9 What do you think of our results?
Do our survey results on any of these questions surprise you? What are we doing right to get our highest ratings? What would you like to see us do differently on our lowest rated questions? Are there any issues we should address immediately? What are some things we can do to regularly address engagement? Notes to Managers: This slide and its questions are inserted to ensure that these important questions are asked since they are the dialogue foundation for increasing engagement in your workgroup. If you didn’t ask them in connection with the previous slide of your total ratings, please ask them now. Chart all responses.

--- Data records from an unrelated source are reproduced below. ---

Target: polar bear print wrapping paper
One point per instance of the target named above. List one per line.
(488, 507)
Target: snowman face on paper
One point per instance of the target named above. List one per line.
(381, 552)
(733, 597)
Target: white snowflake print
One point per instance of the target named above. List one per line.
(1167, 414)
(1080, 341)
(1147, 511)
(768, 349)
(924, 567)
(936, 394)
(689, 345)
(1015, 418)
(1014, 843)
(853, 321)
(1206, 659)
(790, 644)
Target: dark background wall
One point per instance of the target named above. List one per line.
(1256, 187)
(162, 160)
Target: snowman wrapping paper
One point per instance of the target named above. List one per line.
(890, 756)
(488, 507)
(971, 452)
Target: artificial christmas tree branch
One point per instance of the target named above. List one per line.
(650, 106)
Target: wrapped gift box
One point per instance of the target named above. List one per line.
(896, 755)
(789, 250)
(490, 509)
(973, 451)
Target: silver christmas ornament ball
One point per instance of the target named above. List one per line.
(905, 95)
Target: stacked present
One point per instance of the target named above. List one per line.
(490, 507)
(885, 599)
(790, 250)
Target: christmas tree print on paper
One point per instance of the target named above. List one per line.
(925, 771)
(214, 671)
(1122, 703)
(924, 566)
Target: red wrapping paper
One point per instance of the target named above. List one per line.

VERY IMPORTANT: Act upon whatever is charted for #4 & #5!!!!!!!!! If there are immediate actions that need a team to address, help form that team and help them develop a project plan to get results quickly. Also remember that the whole workgroup should be working together as much as possible. If there are action items that are specific to you as a manager, act on them quickly. If engagement can be developed more completely by giving power to other workgroup members to address, help make that happen. ________________________________________________________________ WHAT YOU SAY TO WORKGROUP MEMBERS: Let’s discuss these important questions. They form the foundation for how we can improve engagement in our workgroup.

10 How do you feel about this meeting?
How well informed do you feel about our results? What did you like about how this meeting went? What would you have liked more of in this meeting? Less of? How do you feel about the actions we will take to regularly address engagement? Notes to Managers: To model good engagement behavior, it would be beneficial to evaluate the effectiveness of this meeting about engagement. Chart the responses to these questions ________________________________________________________________ WHAT YOU SAY TO WORKGROUP MEMBERS: How well informed do you feel about our results? How do you feel about the progress we’ve made today toward addressing our results? What did you like about this meeting and how it was conducted? What would you like more of in future meetings? Less of?